Date
22 March 2017
Nexen chief executive Fang Zhi said the two accidents revealed deep flaws in the company’s ability to safely run the facility. Photo: Nexen
Nexen chief executive Fang Zhi said the two accidents revealed deep flaws in the company’s ability to safely run the facility. Photo: Nexen

CNOOC’s US$15 bln bet on oil sands backfires

A subsidiary of Chinese state-owned oil giant CNOOC Ltd. has raised the possibility that it may abandon a key part of an oil-sands project in northern Canada, after an investigation into two major accidents uncovered managerial and safety lapses in one of its facilities, the Wall Street Journal reports.

Nexen, which CNOOC acquired in 2013 for about US$15 billion, said it will review the long-term viability of its operations in Alberta after two major accidents in the province, according to the newspaper.

Last summer, a pipeline burst at its Long Lake facility in Alberta, spilling 31,500 barrels of oil.

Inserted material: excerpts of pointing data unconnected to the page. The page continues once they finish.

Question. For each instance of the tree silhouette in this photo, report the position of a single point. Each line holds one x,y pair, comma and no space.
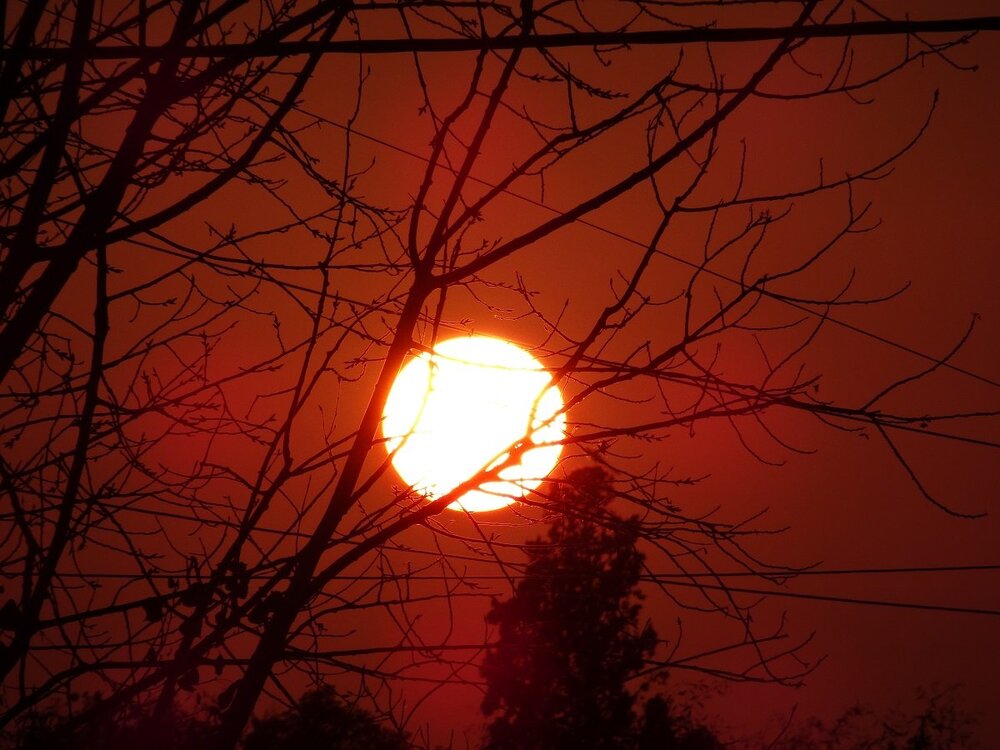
570,643
212,269
321,721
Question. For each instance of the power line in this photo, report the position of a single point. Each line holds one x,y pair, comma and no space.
650,577
675,580
700,35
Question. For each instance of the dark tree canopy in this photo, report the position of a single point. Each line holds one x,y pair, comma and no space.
322,721
572,639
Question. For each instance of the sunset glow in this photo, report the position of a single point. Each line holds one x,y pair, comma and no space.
459,410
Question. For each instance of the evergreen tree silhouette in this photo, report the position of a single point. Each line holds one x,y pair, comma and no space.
570,639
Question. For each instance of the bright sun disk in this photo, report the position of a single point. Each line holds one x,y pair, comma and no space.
460,409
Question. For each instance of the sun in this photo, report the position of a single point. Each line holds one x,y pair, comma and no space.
459,409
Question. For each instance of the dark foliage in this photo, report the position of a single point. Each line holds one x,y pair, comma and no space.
54,729
322,721
570,640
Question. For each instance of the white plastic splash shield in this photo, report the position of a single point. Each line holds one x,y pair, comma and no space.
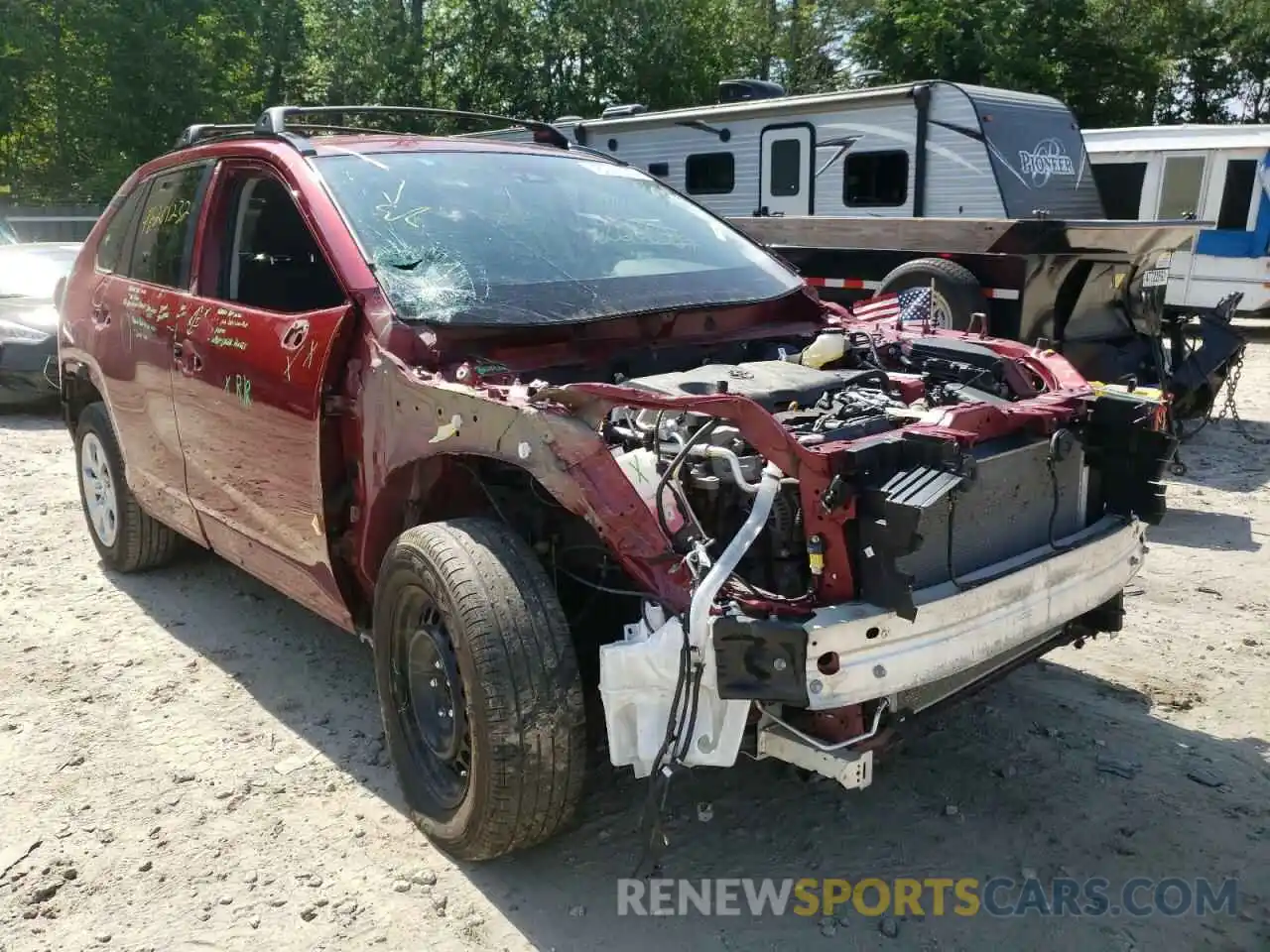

Then in January, an explosion occurred at the plant’s crude-processing unit, killing two workers.

Nexen chief executive Fang Zhi said Tuesday the two accidents revealed deep flaws in the company’s ability to safely run the facility.

Investigation showed that the six-month old pipeline hadn’t been properly moored and its high-tech leak detection system failed.

On the other hand, repair of the processing unit would cost about US$100 million.

The Nexen deal ranked as China’s biggest-ever overseas takeover, surpassed only recently by China National Chemical Corp.’s pending acquisition of Switzerland’s Syngenta SA, the Journal said.

CNOOC was hoping to use Nexen as a springboard for its expansion in North America following its failure to acquire Unocal in 2005, the report said.